Imprint Energy—a developer of zinc based, printable, and disposable batteries—has found a product market fit for their printable batteries because they provide batteries containing exclusive high-conductivity polymer electrolyte technology that enables scalable print-based manufacturing of energy dense and ultra-thin batteries based on non-Lithium earth-abundant materials.
“Following the path of your medical product from manufacturer to inception or consumption is becoming a chain of events. It is no longer just individual things that happen, it is a chain, so these products need to have something on them to track them from start to finish,” said Imprint Energy Global VP of Business Development Michael Crane. “Therefore smart labels and things like that are really the choice.”.
5. Battery software:
The battery software market is expanding and diversifying.
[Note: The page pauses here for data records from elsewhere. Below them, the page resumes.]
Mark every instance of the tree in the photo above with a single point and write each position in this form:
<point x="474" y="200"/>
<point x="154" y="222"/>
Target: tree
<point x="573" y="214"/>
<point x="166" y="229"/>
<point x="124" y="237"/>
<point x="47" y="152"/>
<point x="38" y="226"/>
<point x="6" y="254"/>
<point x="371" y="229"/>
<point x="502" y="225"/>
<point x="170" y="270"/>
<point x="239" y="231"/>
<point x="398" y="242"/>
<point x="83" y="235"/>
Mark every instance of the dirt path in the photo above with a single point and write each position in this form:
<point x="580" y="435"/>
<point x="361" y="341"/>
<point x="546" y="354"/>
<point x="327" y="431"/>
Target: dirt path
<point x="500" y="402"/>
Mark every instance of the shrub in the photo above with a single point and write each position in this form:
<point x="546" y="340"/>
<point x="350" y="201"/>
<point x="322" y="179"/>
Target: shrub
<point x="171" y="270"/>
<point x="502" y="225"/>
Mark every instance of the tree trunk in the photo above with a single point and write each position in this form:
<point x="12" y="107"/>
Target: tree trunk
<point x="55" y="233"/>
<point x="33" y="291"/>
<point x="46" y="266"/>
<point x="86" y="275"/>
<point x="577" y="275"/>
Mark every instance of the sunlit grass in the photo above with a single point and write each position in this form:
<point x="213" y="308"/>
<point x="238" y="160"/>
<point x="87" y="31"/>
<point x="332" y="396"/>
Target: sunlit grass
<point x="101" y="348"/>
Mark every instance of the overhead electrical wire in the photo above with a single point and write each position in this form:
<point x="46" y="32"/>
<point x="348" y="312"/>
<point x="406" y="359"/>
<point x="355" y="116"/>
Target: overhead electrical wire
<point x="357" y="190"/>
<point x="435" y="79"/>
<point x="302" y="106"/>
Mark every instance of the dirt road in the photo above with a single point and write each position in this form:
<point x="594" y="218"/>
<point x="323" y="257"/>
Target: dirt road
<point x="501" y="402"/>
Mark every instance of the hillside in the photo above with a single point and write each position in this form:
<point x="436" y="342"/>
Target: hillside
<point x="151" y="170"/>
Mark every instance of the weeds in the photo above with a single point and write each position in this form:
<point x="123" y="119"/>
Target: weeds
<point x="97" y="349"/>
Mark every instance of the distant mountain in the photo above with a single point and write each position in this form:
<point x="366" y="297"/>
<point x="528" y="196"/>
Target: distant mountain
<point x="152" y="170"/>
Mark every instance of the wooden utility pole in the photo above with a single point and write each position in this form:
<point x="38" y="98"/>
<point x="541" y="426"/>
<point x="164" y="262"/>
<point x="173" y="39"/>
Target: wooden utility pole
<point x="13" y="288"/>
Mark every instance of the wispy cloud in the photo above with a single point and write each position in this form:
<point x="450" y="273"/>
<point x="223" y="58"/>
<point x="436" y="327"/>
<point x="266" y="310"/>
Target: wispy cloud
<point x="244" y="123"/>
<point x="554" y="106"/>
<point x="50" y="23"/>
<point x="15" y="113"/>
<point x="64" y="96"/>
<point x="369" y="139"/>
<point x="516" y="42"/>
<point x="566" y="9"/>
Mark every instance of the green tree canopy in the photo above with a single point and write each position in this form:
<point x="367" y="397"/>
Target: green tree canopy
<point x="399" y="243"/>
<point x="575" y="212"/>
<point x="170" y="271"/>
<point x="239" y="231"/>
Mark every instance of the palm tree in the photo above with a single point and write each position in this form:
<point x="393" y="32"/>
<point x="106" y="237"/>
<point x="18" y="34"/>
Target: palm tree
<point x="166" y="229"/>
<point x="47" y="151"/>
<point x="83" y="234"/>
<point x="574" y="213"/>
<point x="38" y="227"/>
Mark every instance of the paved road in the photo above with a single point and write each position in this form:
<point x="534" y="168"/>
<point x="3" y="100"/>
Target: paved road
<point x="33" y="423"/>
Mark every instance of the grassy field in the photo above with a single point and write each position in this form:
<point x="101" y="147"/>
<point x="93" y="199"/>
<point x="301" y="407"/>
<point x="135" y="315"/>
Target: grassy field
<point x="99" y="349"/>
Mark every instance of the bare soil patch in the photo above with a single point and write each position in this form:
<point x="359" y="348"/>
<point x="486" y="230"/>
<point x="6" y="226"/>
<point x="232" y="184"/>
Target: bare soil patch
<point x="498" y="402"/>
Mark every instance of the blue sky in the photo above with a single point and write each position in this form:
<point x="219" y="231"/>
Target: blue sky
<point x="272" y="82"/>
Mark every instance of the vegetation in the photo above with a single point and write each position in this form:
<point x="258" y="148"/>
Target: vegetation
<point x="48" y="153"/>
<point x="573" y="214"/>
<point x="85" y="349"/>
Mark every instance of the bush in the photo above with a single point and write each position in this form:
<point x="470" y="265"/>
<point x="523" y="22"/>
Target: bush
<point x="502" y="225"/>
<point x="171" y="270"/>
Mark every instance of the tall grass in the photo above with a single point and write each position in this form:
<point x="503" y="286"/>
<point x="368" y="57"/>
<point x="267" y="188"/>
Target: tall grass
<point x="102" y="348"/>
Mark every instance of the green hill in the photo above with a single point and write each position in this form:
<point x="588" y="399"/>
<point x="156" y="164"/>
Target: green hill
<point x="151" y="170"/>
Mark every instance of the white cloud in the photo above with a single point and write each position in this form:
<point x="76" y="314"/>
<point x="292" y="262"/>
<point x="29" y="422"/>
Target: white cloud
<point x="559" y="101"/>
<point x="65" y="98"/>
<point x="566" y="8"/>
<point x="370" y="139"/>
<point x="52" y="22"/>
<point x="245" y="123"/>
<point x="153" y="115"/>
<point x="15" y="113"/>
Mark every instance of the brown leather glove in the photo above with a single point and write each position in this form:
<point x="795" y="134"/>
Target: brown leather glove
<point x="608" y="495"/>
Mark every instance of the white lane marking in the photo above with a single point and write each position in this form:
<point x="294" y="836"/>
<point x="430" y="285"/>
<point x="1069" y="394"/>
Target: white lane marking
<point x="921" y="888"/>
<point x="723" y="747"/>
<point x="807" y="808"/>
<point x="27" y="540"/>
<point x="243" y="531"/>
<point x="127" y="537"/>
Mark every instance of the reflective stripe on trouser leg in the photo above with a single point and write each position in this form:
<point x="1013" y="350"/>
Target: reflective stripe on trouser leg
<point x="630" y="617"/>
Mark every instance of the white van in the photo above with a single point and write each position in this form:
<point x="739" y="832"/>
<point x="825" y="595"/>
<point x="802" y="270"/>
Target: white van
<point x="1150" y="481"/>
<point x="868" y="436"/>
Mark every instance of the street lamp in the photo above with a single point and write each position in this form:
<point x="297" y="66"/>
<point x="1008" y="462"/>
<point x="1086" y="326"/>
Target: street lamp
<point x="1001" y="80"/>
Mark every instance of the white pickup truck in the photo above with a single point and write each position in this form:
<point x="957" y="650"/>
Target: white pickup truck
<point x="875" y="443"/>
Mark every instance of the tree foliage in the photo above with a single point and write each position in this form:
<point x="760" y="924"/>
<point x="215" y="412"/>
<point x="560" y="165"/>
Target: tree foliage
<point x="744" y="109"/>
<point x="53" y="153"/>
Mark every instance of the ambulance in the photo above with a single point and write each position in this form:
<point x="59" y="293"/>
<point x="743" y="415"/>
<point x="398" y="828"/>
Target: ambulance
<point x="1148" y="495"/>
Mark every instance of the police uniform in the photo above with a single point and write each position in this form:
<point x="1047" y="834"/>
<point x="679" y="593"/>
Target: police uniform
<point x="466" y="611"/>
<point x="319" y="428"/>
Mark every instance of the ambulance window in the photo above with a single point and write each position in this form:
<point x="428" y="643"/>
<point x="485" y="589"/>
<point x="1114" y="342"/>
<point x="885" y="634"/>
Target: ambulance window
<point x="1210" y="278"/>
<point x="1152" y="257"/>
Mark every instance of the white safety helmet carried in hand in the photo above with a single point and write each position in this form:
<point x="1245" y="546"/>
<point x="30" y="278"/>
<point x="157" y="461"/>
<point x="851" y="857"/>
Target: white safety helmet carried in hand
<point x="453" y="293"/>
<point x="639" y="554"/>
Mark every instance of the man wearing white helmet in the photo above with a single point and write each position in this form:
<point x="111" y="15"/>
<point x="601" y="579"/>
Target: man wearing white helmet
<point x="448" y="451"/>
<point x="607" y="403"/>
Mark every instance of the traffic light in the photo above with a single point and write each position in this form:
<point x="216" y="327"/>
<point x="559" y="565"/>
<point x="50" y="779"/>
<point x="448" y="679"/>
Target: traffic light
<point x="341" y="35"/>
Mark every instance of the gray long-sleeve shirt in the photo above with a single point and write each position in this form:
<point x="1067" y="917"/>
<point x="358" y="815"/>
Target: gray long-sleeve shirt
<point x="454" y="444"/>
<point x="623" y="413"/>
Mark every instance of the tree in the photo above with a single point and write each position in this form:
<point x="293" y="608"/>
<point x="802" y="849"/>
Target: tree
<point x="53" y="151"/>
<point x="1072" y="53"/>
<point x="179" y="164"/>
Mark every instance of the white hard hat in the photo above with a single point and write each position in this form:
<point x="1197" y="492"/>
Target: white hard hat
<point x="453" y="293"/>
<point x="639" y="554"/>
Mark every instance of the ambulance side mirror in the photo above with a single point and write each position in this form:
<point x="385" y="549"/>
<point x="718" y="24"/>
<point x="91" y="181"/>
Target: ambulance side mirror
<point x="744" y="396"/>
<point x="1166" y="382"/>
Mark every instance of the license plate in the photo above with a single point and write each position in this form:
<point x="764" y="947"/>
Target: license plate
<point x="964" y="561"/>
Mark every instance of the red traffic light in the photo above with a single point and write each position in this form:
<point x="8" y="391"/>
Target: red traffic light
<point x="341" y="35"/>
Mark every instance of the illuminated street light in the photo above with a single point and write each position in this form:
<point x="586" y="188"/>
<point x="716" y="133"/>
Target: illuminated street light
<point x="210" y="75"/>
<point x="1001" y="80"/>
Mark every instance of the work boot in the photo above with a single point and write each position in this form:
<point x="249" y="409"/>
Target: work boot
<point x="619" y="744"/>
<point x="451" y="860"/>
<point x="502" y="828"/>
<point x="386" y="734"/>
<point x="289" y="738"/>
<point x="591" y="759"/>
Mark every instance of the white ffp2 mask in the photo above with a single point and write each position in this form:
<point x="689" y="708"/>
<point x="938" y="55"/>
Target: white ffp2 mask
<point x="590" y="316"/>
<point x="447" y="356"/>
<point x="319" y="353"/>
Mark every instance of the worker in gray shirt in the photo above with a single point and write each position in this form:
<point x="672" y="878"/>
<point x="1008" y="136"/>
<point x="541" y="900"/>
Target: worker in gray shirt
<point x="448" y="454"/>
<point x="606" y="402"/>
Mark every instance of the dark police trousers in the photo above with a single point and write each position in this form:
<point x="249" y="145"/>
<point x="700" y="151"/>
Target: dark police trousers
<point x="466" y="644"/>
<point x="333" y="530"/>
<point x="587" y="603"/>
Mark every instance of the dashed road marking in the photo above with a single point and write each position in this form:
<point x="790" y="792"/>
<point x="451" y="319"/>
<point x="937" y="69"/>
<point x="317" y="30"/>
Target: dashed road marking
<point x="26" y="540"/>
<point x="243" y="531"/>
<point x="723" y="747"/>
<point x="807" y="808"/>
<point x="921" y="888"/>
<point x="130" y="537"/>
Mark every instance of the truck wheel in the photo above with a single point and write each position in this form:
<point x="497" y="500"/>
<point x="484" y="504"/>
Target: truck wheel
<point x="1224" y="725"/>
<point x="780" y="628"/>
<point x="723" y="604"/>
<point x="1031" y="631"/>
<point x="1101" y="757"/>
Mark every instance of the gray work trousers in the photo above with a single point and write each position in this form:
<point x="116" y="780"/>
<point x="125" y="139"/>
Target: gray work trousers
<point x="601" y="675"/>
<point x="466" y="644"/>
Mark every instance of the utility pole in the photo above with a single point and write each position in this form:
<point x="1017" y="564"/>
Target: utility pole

At the Medical Battery Show there were several software companies, such as Voltaiq, Exponent, and QAD, talking about building intelligent batteries, robust battery supply chains and data driven battery management systems.
QAD Inc. VP of Sales Bart Reitter , said, “Building a supply chain is not just about grabbing data and sharing that with partners. It is about effectively using that data. And this is fundamentally the value that QAD brings to our customers that are using that data to make automated and intelligent decisions and predictions across global end-to-end supply operations. Fundamentally, manufacturers need to fully realize that digital supply chain capabilities can help avoid supply chain risk and give them greater visibility and agility that is required.”